In other programming languages swapping looks like this:

// C
void swap(double **a, double **b) // swaps the pointers!
    double *tmp = *a;
    *a = *b;
    *b = tmp;

// C++
#include <algorithm>
std::swap(a, b);
# Python (and also Julia)
a, b = b, a
% https://www.mathworks.com/matlabcentral/answers/362680-how-to-swap-values-of-two-variables

% Option 1
[b, a] = deal(a,b);

% Option 2
[b, a] = swap(a,b)

function [b, a] = swap(a, b)
% This function has no body!

Edit, 05/04/2024: I added the link which helped me realize that doing two time steps is equivalent to loop unrolling.

This approach also works when you have multiple array swaps, e.g. when you are using a circular buffer workspace.
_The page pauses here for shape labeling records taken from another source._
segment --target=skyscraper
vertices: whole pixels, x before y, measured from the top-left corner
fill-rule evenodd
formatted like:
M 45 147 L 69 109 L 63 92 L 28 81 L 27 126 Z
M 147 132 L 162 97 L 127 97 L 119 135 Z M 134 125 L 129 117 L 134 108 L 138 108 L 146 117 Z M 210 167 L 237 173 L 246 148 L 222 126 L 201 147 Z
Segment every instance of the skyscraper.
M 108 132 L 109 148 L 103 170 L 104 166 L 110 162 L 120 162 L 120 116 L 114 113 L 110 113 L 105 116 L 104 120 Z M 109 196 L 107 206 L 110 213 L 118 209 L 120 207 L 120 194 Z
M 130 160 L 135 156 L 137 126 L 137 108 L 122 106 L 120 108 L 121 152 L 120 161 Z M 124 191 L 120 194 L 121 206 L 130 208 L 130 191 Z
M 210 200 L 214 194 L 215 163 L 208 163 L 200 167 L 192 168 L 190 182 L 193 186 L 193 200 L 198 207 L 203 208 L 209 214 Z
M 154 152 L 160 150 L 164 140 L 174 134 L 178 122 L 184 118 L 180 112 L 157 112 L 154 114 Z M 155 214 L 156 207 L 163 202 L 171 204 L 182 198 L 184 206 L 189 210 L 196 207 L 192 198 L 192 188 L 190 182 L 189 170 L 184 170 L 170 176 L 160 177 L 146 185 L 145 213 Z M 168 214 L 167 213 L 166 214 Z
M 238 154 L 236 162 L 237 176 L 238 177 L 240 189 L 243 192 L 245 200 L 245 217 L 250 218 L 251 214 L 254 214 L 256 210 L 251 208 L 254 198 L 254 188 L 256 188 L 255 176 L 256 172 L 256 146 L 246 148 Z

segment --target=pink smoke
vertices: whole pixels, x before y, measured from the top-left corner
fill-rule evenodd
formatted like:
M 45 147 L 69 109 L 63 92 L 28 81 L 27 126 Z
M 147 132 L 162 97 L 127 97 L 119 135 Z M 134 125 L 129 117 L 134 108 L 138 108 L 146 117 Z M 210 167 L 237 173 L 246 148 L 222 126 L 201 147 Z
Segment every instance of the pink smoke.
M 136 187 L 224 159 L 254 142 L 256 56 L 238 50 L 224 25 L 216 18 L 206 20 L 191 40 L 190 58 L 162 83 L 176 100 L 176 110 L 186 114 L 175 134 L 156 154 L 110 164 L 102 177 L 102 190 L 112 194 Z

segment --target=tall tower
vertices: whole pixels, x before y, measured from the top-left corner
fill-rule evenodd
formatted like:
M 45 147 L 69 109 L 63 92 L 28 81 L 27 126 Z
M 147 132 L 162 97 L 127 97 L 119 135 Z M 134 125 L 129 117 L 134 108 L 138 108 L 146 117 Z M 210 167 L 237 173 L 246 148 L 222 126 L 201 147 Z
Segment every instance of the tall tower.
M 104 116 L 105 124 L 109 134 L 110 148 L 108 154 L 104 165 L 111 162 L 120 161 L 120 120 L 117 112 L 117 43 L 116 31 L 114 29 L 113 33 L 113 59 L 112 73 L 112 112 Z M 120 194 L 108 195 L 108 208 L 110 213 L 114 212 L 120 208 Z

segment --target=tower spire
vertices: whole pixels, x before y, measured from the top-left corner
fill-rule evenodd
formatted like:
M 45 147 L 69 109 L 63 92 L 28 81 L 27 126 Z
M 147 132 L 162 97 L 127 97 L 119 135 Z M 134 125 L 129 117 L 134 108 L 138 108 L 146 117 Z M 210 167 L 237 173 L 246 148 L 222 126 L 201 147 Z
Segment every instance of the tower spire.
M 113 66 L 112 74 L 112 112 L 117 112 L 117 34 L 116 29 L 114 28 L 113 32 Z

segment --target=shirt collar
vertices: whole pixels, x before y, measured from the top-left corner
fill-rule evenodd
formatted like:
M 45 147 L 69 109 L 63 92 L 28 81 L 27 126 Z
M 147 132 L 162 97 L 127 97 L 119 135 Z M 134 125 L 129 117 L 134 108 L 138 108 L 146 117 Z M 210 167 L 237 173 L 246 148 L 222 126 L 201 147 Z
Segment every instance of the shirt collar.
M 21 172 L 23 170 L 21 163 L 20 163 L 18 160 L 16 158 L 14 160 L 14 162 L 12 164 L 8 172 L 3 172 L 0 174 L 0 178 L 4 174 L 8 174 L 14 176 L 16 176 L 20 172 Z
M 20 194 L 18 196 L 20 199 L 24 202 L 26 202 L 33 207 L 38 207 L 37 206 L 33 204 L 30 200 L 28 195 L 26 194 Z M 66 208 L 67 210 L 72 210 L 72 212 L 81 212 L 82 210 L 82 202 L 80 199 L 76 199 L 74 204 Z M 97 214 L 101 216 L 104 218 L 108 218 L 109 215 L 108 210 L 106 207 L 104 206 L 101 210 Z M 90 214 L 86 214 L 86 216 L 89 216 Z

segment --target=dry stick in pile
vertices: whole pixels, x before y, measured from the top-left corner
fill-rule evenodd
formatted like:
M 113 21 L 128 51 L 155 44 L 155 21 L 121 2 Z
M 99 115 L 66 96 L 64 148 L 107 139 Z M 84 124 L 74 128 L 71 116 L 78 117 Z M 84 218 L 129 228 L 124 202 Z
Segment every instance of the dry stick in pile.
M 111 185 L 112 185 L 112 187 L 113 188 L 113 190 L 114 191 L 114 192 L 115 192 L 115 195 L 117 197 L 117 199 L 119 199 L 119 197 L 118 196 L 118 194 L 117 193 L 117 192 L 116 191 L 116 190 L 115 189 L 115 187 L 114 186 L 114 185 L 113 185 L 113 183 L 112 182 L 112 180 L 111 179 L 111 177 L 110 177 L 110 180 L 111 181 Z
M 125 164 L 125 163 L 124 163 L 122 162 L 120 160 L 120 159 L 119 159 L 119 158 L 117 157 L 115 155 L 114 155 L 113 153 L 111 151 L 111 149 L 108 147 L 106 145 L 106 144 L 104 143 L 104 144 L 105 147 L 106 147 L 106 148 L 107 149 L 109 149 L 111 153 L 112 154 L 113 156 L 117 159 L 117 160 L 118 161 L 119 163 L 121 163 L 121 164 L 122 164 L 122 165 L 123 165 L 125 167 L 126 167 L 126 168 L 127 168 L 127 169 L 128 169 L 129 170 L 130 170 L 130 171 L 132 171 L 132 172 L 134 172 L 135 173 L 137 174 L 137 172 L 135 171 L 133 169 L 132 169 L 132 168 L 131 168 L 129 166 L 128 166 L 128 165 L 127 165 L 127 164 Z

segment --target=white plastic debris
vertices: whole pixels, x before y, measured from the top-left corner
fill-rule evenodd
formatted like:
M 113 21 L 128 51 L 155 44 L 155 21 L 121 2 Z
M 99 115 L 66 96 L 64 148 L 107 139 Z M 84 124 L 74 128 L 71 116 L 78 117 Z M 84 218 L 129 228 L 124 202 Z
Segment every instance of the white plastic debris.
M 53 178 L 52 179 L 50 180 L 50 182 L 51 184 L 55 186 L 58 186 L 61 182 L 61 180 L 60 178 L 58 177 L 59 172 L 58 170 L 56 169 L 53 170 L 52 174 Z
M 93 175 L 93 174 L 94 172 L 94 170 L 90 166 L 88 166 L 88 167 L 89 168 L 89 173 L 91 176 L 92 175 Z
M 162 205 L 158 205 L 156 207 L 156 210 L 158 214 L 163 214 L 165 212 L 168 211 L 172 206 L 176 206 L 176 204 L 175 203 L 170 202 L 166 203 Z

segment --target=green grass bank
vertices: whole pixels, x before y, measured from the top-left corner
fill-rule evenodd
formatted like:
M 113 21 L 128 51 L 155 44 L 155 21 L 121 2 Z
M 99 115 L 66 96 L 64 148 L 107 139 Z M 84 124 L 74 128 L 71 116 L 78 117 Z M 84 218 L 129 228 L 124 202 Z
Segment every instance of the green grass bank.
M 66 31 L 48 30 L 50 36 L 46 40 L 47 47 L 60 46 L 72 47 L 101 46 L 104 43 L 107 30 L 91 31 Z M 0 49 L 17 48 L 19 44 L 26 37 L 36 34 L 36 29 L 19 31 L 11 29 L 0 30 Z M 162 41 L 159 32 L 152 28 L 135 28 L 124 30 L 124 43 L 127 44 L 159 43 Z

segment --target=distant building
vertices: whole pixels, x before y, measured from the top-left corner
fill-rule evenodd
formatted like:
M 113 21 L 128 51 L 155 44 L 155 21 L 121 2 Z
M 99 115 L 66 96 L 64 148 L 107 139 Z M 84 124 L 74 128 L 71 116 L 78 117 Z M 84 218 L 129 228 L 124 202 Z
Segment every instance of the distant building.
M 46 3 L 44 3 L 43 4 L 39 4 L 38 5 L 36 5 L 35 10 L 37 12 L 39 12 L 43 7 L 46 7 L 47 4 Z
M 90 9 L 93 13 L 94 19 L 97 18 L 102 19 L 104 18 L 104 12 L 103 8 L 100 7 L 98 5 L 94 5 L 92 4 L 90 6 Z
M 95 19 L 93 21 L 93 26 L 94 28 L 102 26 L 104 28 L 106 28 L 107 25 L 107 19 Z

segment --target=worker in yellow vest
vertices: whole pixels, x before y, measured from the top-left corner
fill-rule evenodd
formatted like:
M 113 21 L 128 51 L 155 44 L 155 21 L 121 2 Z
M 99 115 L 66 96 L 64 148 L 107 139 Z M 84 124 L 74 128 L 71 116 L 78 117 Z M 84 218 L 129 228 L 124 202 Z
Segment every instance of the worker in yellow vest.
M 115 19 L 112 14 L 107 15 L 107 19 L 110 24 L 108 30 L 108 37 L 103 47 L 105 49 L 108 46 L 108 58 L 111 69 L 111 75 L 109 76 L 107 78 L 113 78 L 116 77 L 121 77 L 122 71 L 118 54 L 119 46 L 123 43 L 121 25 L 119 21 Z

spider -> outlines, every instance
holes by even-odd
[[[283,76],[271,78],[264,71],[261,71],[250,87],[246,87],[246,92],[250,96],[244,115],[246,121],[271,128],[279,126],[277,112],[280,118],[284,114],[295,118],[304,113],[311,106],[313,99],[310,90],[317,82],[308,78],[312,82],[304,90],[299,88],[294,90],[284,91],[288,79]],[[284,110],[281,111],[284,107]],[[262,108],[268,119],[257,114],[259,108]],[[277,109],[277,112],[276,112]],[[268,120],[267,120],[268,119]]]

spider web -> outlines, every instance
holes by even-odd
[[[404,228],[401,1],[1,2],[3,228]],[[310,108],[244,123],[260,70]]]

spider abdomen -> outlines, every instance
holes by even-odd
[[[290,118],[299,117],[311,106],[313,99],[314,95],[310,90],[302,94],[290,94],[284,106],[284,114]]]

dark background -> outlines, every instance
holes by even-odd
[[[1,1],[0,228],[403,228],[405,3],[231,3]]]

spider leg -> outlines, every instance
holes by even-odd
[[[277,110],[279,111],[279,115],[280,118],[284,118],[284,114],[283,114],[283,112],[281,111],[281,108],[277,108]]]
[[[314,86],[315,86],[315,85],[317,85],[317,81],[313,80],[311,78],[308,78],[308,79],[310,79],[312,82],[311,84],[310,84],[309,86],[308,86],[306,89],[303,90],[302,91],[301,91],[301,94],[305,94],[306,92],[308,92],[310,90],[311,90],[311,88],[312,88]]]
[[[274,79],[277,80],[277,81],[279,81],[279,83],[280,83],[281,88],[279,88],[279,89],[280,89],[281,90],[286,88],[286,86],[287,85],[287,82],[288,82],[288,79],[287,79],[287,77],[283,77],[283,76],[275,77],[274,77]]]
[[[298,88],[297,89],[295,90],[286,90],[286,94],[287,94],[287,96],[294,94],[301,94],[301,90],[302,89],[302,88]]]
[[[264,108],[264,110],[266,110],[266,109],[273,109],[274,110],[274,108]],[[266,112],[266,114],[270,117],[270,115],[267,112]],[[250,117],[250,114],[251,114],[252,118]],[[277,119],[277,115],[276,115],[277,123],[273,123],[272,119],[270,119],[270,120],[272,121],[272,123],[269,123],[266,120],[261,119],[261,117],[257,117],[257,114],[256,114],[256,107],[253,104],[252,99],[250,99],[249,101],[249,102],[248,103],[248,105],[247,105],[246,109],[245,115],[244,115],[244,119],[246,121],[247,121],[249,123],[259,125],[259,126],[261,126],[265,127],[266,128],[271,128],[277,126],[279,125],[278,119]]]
It can be done with the last index of a multidimensional array, with array offsets, with pointers, or with allocatable arrays and move_alloc().

Some care must be taken when using array offsets or pointers to hide the possible memory aliases. The compiler can produce the optimal code when it knows that aliases cannot occur. One way to do this is with a subroutine call, as above. Once inside the subroutine, the compiler knows that its dummy arguments cannot be aliased. I’m curious if the same semantics occurs when the subroutine call is replaced with an ASSOCIATE block? Can the compiler know that the associate block renames are not aliased?
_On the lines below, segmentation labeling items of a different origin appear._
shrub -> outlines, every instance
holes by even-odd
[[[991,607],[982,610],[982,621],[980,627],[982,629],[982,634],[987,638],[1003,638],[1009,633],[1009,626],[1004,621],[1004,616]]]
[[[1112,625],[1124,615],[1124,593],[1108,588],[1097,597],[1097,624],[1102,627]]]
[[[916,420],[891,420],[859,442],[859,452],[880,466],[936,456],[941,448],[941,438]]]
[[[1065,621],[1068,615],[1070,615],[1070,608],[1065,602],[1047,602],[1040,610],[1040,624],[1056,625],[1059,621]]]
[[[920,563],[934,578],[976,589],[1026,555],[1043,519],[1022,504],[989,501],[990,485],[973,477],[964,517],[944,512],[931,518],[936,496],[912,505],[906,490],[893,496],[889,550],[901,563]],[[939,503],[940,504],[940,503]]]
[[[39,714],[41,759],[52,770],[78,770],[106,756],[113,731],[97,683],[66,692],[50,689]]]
Here is a more object-oriented approach adapted from a pattern encountered with swapping kernel buffers in OpenCL (How to effectively swap OpenCL memory buffers? - Stack Overflow):

program timesweep
implicit none

    subroutine sweep(n,fin,fout)
        integer, value :: n
        real, intent(in) :: fin(n)
        real, intent(out) :: fout(n)
    end subroutine
end interface

type :: kernel_t
    integer :: n
	real, pointer, contiguous :: fin(:), fout(:)
    procedure(sweep), pointer, nopass :: kernel => sweep
end type

integer :: n, nsteps, step
real, allocatable, target :: f1(:), f2(:)
type(kernel_t) :: odd, even

nsteps = 1000
n = 100


! ... Initialize f1, f2 ...

even = kernel_t(n,f1,f2)
odd  = kernel_t(n,f2,f1)

do step = 0, nsteps-1
    if (modulo(step,2) == 0) then
         call exec(even)
         call exec(odd)
    end if

! in F2023, also
!     call exec(mod(step,2) == 0 ? even : odd)
end do


	subroutine exec(kern)
		type(kernel_t), intent(in) :: kern
        call kern%kernel(n=kern%n,fin=kern%fin,fout=kern%fout)
	end subroutine

end program

The nice thing about this approach is it is easy to change the sweep method - you just need to supply a different procedure pointer. This decision could also happen at runtime. Unless the kernel would provide some other methods/behaviors, I don’t think this pattern is really worth the extra effort.